Ava bangkit dari sofa dan masuk ke ruang kerjanya, mengambil jurnal yang selalu dibawanya dan kembali ke ruang tengah. Di sana dia membuka kembali daftar mimpi yang selama ini dijadikannya tujuan hidup. Ada banyak yang masih perlu dia raih, tapi kalimat dari Syeila mencuat dalam ingatannya, terutama mengenai banyak kejadian yang tidak masuk dalam rencana dan bagaimana manusia harus menyikapinya. Ava belum bisa berkompromi dengan mimpi-mimpinya, tetapi ada satu hal yang masih bisa dilakukannya.
Dengan keyakinan yang sama, Ava bangkit dari duduknya dan tergesa-gesa menyambar kunci mobil. Dia juga tidak peduli jika hanya mengenakan celana pendek yang selama ini tidak pernah meninggalkan rumah dan kaus yang usianya mungkin sudah lebih dari lima tahun. Rambutnya hanya dikuncir asal, dan tidak ada make-up yang menghiasi wajahnya. Namun Ava tidak peduli.
Ava mengarahkan mobilnya ke Metis Patisserie, meninggalkan egonya di rumah dan membawa harapan untuk memperbaiki hubungannya dengan Moga.
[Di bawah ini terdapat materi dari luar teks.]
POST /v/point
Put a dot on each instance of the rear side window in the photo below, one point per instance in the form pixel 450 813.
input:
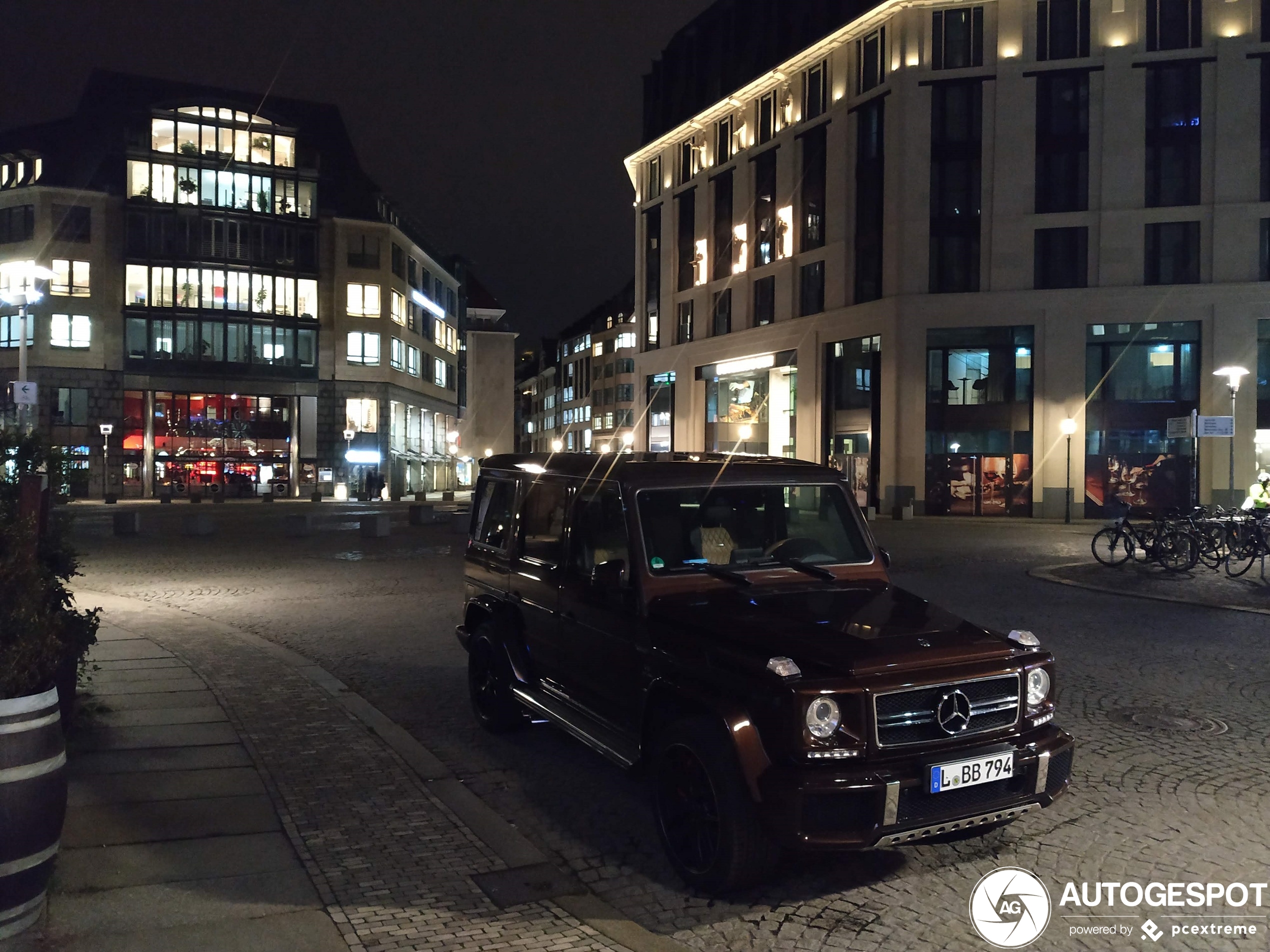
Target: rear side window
pixel 542 521
pixel 493 513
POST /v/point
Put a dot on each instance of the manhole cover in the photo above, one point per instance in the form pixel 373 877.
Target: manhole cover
pixel 1158 719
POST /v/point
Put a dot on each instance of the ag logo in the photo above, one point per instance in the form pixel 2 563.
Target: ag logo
pixel 1010 908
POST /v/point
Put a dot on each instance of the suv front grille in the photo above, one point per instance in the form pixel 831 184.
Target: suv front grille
pixel 912 716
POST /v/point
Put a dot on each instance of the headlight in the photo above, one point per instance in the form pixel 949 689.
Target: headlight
pixel 824 718
pixel 1038 687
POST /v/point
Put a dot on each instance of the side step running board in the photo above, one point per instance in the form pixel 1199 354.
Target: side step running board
pixel 586 729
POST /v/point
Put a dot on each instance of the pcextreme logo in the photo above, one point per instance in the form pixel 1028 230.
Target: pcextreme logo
pixel 1010 908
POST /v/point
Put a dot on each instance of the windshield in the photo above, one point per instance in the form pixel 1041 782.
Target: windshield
pixel 748 527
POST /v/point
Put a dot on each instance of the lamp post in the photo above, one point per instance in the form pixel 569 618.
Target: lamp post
pixel 107 429
pixel 1067 428
pixel 1234 375
pixel 23 274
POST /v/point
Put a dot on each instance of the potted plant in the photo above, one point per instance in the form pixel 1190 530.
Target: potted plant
pixel 44 640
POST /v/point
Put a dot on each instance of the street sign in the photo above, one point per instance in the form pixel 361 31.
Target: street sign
pixel 1178 427
pixel 22 393
pixel 1214 426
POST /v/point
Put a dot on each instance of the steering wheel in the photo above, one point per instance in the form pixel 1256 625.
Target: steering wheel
pixel 806 550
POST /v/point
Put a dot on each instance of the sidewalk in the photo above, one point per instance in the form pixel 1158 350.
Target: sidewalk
pixel 229 795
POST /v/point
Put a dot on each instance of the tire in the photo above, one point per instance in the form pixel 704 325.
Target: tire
pixel 705 817
pixel 490 683
pixel 1112 546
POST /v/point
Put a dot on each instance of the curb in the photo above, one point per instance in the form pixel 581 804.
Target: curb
pixel 1046 573
pixel 500 836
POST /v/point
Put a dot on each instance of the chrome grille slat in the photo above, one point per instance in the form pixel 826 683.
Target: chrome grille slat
pixel 908 716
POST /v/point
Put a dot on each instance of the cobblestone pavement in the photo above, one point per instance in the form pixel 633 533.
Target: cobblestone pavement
pixel 1169 704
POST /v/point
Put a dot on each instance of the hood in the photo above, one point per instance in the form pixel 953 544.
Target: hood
pixel 864 628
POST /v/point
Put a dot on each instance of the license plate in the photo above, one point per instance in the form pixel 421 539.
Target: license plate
pixel 968 774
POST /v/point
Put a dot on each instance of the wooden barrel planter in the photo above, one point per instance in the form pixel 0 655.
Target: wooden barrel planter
pixel 32 805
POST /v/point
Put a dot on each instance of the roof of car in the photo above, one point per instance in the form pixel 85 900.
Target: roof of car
pixel 650 466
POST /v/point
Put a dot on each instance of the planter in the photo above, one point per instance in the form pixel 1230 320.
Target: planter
pixel 32 805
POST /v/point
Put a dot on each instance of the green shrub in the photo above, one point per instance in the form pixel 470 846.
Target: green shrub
pixel 42 635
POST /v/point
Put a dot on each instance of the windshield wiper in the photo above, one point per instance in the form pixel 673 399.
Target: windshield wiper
pixel 720 573
pixel 806 568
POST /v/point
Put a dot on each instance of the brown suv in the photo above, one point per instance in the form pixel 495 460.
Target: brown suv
pixel 730 624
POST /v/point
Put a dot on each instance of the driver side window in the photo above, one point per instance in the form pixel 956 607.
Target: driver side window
pixel 598 532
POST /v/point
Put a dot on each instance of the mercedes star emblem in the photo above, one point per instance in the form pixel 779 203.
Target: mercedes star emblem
pixel 953 713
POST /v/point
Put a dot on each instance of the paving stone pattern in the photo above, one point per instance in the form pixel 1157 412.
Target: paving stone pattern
pixel 1147 802
pixel 392 864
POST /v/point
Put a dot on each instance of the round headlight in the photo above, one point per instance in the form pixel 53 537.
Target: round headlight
pixel 1038 686
pixel 824 716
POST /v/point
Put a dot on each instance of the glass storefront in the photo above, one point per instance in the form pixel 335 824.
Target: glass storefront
pixel 661 413
pixel 752 404
pixel 852 408
pixel 1137 376
pixel 978 421
pixel 230 443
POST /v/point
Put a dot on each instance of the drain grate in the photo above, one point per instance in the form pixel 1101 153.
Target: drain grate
pixel 1158 719
pixel 526 884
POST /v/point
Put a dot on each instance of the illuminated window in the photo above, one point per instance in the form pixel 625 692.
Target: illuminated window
pixel 362 415
pixel 70 278
pixel 364 348
pixel 69 330
pixel 364 300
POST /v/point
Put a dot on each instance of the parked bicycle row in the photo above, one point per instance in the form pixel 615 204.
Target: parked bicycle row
pixel 1178 542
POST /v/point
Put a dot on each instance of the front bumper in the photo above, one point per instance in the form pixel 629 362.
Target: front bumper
pixel 884 803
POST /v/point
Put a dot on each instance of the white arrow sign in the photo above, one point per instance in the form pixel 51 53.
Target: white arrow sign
pixel 23 393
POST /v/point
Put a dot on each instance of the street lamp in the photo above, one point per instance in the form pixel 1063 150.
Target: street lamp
pixel 1067 428
pixel 1234 375
pixel 107 429
pixel 23 276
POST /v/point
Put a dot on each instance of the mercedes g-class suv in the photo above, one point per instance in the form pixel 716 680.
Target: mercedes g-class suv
pixel 728 624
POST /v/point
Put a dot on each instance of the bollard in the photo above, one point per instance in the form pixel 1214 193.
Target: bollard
pixel 298 526
pixel 128 523
pixel 198 525
pixel 375 526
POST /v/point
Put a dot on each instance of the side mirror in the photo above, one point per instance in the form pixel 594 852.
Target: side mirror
pixel 608 577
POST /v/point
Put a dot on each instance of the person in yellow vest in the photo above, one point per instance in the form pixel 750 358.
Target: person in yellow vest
pixel 1259 493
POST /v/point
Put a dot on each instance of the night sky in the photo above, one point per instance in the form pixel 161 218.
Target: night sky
pixel 500 125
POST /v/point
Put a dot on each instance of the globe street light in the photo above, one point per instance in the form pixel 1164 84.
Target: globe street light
pixel 1067 428
pixel 23 276
pixel 1234 375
Jika itu sudah tidak memungkinkan, setidaknya mereka bisa berpisah dengan cara yang baik-baik, seperti yang pernah diutarakan Sabrina. Sepanjang perjalanan, senyum Ava bercampur dengan tangis bahagia. Dia akhirnya melakukan sesuatu karena memang menginginkannya, bukan demi tujuan hidup atau mimpi-mimpinya.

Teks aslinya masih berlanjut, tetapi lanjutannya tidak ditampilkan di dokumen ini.